Explanations for Incorrect Answers:

B. Non-linear: While enzyme reactions can display non-linear behavior, especially at higher substrate concentrations where the enzyme becomes saturated (following Michaelis-Menten kinetics), the direct proportionality of enzyme activity to substrate concentration describes a linear relationship, which is not “non-linear.”

C. Second order: Second-order reactions depend on the concentrations of two reactants or two molecules of the same reactant. In the context given, where enzyme activity is directly proportional to the concentration of the substrate alone, the scenario does not fit the definition of a second-order reaction.

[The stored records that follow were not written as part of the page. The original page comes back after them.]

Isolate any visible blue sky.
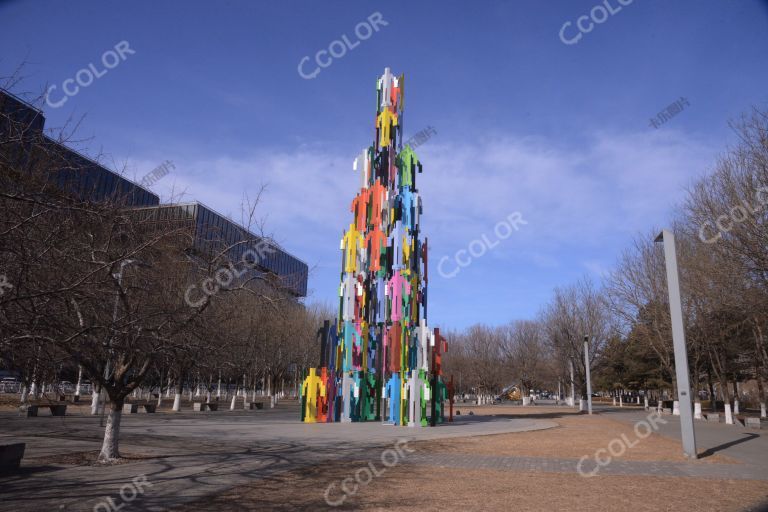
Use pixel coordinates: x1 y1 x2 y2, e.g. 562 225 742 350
0 0 768 328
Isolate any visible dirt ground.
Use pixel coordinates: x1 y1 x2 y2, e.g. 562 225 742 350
0 393 232 416
175 406 768 512
420 406 736 464
174 462 768 512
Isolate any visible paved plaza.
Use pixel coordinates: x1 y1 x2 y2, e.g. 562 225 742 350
0 402 768 511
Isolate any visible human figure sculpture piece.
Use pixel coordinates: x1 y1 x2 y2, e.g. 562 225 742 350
301 68 452 427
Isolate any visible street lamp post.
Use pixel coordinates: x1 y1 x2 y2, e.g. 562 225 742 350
584 336 592 414
655 229 698 459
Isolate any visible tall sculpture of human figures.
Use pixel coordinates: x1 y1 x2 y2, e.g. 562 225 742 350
304 68 452 426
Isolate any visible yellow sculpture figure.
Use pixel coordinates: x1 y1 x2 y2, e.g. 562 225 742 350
341 223 365 272
301 368 325 423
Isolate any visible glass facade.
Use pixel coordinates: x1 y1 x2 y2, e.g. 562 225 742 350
0 89 309 297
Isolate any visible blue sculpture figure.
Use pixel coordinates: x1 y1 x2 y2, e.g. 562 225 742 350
384 372 403 425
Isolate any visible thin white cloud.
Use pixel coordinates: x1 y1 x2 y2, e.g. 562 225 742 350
121 130 714 318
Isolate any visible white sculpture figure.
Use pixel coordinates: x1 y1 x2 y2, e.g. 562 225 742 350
418 318 434 371
341 372 352 423
408 370 421 427
413 192 421 229
339 272 357 321
379 68 393 107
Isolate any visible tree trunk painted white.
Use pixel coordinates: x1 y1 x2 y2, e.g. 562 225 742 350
91 385 100 416
75 365 83 400
99 400 123 462
725 404 733 425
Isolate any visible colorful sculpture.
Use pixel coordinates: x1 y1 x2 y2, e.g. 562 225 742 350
302 68 449 427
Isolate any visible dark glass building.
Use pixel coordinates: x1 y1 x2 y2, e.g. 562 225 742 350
0 89 309 297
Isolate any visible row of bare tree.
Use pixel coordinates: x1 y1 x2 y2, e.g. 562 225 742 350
446 109 768 415
0 90 328 460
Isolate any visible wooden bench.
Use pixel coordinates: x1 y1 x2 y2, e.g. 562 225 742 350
19 404 67 418
123 404 139 414
0 443 27 473
744 416 762 430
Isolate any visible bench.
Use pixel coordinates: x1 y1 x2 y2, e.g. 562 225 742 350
192 402 219 412
19 404 67 418
0 443 27 473
123 404 139 414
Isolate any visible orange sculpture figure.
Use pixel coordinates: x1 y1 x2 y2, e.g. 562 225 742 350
301 368 325 423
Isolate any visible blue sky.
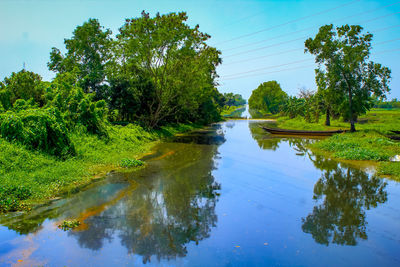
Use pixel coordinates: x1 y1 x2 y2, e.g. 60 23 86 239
0 0 400 98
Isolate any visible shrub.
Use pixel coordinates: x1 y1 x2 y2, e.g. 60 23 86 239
120 158 144 168
0 109 75 158
58 220 81 231
0 185 32 212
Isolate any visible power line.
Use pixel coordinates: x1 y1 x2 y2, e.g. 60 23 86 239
224 48 304 66
219 48 400 80
224 38 400 78
224 26 315 52
224 64 315 80
224 12 400 58
224 58 314 78
223 25 400 66
219 1 400 52
224 36 308 58
217 0 361 45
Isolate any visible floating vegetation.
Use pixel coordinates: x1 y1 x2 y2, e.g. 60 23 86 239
58 220 81 231
120 158 144 168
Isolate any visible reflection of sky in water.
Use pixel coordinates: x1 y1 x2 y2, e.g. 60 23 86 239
0 121 400 266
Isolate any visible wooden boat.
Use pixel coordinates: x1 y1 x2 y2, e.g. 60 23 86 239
260 126 344 136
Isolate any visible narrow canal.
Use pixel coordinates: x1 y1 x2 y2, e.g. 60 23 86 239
0 120 400 266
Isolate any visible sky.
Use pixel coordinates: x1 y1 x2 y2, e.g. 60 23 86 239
0 0 400 99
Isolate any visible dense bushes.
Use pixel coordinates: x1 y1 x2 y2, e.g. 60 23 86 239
0 109 75 157
0 185 32 212
249 81 288 114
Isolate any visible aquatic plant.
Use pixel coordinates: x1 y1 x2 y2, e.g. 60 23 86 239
58 220 81 231
120 158 144 168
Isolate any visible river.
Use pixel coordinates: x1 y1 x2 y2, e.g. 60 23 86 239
0 120 400 266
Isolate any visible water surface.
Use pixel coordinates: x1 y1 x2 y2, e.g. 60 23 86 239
0 121 400 266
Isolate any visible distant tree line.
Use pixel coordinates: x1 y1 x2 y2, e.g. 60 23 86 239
374 98 400 109
0 11 234 159
224 93 246 107
249 25 391 131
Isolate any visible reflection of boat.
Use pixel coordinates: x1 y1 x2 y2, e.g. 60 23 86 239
260 126 344 136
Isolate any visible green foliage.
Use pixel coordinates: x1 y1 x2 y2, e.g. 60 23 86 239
305 24 391 131
0 185 32 213
46 72 108 136
0 124 195 214
48 19 112 95
223 93 246 107
115 12 221 128
249 81 288 114
119 158 144 168
378 162 400 180
0 109 75 157
0 70 46 110
373 98 400 109
58 220 81 231
313 133 400 161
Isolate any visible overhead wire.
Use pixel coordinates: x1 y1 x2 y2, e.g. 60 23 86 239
223 24 400 66
219 48 400 80
224 12 400 58
216 0 361 45
224 1 400 52
224 38 400 78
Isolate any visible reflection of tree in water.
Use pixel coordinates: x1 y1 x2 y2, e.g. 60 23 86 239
70 129 220 263
302 166 387 245
249 129 387 245
249 122 282 151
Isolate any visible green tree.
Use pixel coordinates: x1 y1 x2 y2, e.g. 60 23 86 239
115 11 221 127
0 70 45 110
47 19 113 95
305 24 391 132
249 81 288 114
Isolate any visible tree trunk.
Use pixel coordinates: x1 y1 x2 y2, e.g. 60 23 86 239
325 108 331 126
349 87 356 133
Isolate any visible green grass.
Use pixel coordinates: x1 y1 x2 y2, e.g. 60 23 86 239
0 124 198 212
311 132 400 161
277 109 400 134
277 109 400 180
221 105 245 117
119 159 144 168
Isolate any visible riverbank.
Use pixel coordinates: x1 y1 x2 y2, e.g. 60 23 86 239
221 105 246 117
0 124 199 212
276 109 400 180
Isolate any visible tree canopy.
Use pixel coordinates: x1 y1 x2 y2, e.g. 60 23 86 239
305 24 391 131
249 81 288 114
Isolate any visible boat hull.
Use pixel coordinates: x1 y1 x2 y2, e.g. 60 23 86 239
261 127 344 136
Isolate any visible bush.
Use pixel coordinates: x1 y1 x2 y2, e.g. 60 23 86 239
0 109 75 158
0 185 32 212
120 158 144 168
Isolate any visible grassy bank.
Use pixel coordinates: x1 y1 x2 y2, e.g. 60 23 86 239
221 105 246 117
0 124 196 212
277 109 400 180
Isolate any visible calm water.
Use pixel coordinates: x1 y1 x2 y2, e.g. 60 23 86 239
0 121 400 266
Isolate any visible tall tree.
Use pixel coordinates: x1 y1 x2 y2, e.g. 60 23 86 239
249 81 288 114
117 11 221 127
305 24 391 132
0 70 44 109
47 19 112 97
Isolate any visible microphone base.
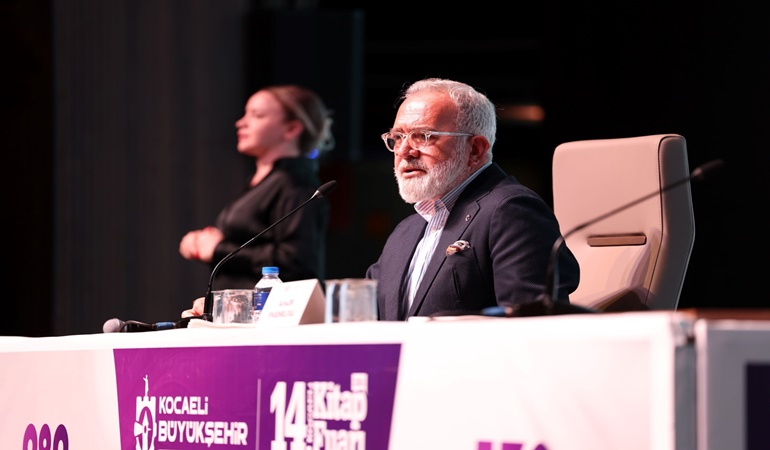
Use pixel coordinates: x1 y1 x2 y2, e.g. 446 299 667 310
177 314 208 328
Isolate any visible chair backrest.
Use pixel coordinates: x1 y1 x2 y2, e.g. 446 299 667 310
553 134 695 311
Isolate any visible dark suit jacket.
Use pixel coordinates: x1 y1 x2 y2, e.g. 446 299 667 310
366 163 580 320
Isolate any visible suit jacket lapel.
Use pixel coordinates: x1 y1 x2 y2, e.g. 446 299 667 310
409 197 479 316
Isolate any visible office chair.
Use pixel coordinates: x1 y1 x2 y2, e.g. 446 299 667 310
552 134 695 312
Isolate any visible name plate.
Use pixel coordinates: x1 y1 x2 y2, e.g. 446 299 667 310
257 279 326 327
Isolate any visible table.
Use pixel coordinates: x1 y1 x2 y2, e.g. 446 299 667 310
0 312 770 450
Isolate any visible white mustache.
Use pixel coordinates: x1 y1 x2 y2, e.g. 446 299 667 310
398 161 428 173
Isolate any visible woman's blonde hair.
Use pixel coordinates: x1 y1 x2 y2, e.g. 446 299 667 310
260 84 334 156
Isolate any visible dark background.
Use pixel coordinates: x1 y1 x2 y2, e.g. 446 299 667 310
0 0 770 336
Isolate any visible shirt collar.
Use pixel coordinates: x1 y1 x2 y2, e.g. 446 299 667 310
414 161 492 220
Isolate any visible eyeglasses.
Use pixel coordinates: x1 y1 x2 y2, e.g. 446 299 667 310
380 130 473 152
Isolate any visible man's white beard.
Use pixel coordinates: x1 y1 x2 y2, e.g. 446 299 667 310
394 146 468 203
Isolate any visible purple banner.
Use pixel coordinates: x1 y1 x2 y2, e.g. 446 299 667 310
745 363 770 450
114 344 401 450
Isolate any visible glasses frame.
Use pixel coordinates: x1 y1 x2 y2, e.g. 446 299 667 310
380 130 475 153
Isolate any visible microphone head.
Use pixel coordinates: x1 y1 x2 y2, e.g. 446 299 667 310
313 180 337 198
102 318 124 333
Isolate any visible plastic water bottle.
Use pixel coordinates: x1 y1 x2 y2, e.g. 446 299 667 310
254 266 283 322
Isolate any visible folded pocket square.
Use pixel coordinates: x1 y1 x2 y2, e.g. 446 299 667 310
446 241 471 256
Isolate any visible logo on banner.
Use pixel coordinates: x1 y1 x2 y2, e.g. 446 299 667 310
114 344 400 450
133 375 242 450
270 372 369 450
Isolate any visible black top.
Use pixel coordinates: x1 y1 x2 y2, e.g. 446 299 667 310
211 157 329 290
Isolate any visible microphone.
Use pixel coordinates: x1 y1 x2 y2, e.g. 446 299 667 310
102 318 182 333
524 159 724 317
196 180 337 327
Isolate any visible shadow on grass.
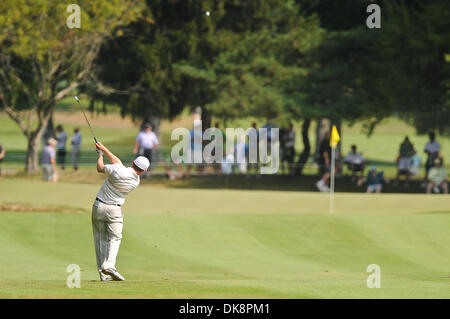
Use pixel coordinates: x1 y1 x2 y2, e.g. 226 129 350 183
142 175 432 193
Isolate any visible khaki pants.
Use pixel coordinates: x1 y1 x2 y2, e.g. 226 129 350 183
92 200 123 277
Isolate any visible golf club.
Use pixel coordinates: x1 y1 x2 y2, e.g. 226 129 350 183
74 95 97 143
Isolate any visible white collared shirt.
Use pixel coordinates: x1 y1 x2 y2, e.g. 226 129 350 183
97 164 140 205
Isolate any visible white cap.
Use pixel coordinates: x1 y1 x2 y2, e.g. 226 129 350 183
133 156 150 171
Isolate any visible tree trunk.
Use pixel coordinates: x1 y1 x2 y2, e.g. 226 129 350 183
315 118 331 161
295 118 311 176
25 131 42 175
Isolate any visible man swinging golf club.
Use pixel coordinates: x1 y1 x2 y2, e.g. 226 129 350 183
92 142 150 281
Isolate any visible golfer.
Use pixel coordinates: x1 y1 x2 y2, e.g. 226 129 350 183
92 142 150 281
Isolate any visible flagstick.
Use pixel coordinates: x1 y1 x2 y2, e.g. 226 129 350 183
330 147 336 214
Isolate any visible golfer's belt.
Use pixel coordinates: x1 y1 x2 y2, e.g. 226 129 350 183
95 197 122 207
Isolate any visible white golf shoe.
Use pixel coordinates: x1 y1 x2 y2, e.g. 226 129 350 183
102 268 125 281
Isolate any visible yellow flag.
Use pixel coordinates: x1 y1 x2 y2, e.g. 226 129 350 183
330 125 341 148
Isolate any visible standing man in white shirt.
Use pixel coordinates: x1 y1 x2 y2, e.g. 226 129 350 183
133 123 159 176
283 123 295 175
92 142 150 281
72 127 81 171
422 132 441 187
56 125 67 169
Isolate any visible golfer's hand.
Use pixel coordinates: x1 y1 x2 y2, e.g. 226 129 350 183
95 142 107 152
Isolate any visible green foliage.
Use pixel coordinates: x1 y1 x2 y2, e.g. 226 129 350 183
0 0 142 173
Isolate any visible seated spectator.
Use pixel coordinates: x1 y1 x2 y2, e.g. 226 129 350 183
344 144 366 181
427 157 448 194
221 148 234 175
409 151 422 176
395 136 415 187
422 131 441 188
164 159 185 181
42 138 58 183
358 166 385 194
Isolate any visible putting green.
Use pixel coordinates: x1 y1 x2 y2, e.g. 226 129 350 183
0 179 450 298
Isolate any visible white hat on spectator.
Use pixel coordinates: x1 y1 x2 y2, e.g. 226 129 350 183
133 156 150 171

D. Third order: Third-order reactions involve the simultaneous concentration dependence on three reactant molecules. This does not apply to the scenario where enzyme activity is directly proportional to substrate concentration, indicating a first-order reaction.

E. Zero order: In zero-order kinetics, the rate of the reaction is constant and does not depend on the concentration of the substrate. This is observed at high substrate concentrations where the enzyme is saturated and operates at its maximum rate, Vmax, which contrasts with the scenario described.

In summary, when enzyme activity is directly proportional to substrate concentration, indicating that each increase in substrate concentration leads to a proportional increase in reaction rate, the reaction is classified as first-order kinetics.